Son, respectivamente, la “edad de oro, la neutralización del poder de la víctima y la revalorización de su importancia” (PENTEADO FILHO, 2013, p. 24). La “edad de oro” es entendida por los adoctrinantes como el período que duró hasta la Alta Edad Media. La víctima fue entendida como el núcleo del proceso y hubo la ocurrencia de venganza privada. Según Francia (2018), la segunda fase comprendía el proceso de neutralización de la víctima, y así, después de designar el monopolio punitivo para el Estado, se utilizó un modelo de proceso basado en acciones públicas que prevalece hasta el día de hoy en los más diversos sistemas jurídicos. Para Viana (2016), hubo, en esta etapa, pocas acciones criminales de carácter privado, y también raras posibilidades de interferencia de la víctima en el ámbito criminal.

La tercera fase, finalmente, comprende el redescubrimiento del papel de la víctima. El estudio de la victimología permitió un estudio más profundo en el estudio relacionado con la delincuencia, debido a la valiosa información proporcionada por ellos. Esta ciencia es de suma importancia, porque, a partir de ella, comenzamos a analizar los daños sufridos por las víctimas que cambian según los tipos de delitos y la gravedad con la que se cometieron, lo que ayudó mucho en la reintegración de las víctimas en el entorno social. Con respecto al control social, cabe destacar que es de suma importancia analizar la relación causa-efecto entre el control social y el crimen para el estudio de la Criminología. Como se sabe, los conflictos son inherentes a la interacción social, y pueden resolverse entre los involucrados solamente o con la intervención estatal, dependiendo del grado de desaprobación que el crimen tiene en la sociedad.

Según Molina (2002), el control social compone un conjunto de instituciones, así como estrategias y sanciones derivadas del entorno social. A continuación, tienen como objetivo promover y garantizar la seguridad y comprender los modelos y estándares de la comunidad en este proceso. En este sentido, desde el comienzo de las civilizaciones, las sociedades han establecido normas de conducta para que exista un equilibrio social, constituyendo sanciones a través del control social cuando hay transgresiones de las mismas para mantener el orden social. Así, Conde (2005, p. 22) predice que “el control social determina así los límites de la libertad humana en la sociedad, constituyendo, al mismo tiempo, un instrumento de socialización de sus miembros”. Es importante señalar que el control social criminal surgió no sólo para castigar al criminal, sino también para delimitar ius puniendi por parte del Estado. Para Beccaria (2003, págs. 19-20):

En este pacto social no sólo sería el origen del derecho penal, sino también su límite, ya que sólo la necesidad obliga a los hombres a ceder una parte de su libertad; es que cada uno de ustedes sólo acepta poner en el depósito común la porción más pequeña posible de la misma, es decir, exactamente lo que era necesario para comprometer a otros a mantenerlo en posesión del resto. La asamblea de todas estas pequeñas porciones de libertad es la base del derecho a castigar. Todo ejercicio del poder que se aparta de este fundamento constituye abuso y no justicia; es un poder de hecho y no en la ley; usurpación y nunca un poder legítimo.
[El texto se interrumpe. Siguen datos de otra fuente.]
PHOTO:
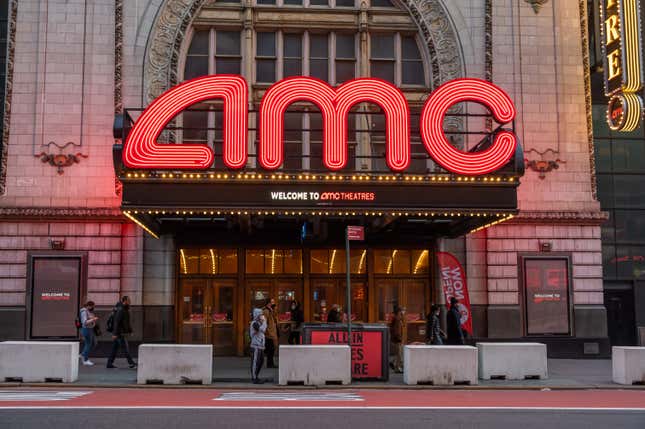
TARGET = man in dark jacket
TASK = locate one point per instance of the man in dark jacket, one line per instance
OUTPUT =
(455, 332)
(120, 329)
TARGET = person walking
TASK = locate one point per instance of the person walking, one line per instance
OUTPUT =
(455, 331)
(88, 324)
(256, 332)
(397, 328)
(271, 332)
(297, 318)
(334, 315)
(434, 334)
(120, 328)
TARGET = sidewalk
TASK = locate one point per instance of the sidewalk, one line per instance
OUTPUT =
(233, 373)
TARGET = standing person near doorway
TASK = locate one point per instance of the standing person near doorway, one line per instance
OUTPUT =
(297, 318)
(455, 332)
(88, 324)
(120, 328)
(397, 334)
(256, 332)
(434, 334)
(271, 331)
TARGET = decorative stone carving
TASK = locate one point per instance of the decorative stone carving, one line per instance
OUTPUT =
(536, 4)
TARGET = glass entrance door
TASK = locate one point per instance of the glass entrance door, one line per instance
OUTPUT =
(208, 314)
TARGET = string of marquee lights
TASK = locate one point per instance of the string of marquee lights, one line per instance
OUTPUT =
(440, 149)
(334, 105)
(141, 149)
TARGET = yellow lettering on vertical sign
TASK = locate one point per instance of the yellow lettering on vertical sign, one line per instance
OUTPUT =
(613, 62)
(611, 29)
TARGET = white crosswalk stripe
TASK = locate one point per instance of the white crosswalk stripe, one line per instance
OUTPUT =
(38, 395)
(289, 396)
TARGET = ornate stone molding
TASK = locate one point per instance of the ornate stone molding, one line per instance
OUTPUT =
(536, 4)
(174, 17)
(6, 120)
(61, 213)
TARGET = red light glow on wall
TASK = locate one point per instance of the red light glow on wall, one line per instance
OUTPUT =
(440, 149)
(335, 106)
(141, 149)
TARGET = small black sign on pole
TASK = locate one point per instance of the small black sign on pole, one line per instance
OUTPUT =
(354, 233)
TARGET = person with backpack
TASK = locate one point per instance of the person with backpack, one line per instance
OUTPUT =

Es importante destacar, teniendo en cuenta el contexto presentado, que ciencias como Biología, Psicología, Sociología, Psiquiatría fueron fundamentales para los análisis criminológicos, sirviendo así de base para ayudar a las estadísticas y observaciones, necesarias, a su vez, para definir el método de investigación para cada período. A lo largo de los años y métodos, a partir de tales análisis interdisciplinarios, se percibe que el crimen se convirtió no en el único objeto de estudio de la Criminología, ya que esta ciencia estableció otros objetos como alcance y de igual importancia para la realización de análisis: el delincuente entendido desde una perspectiva preventiva y represiva.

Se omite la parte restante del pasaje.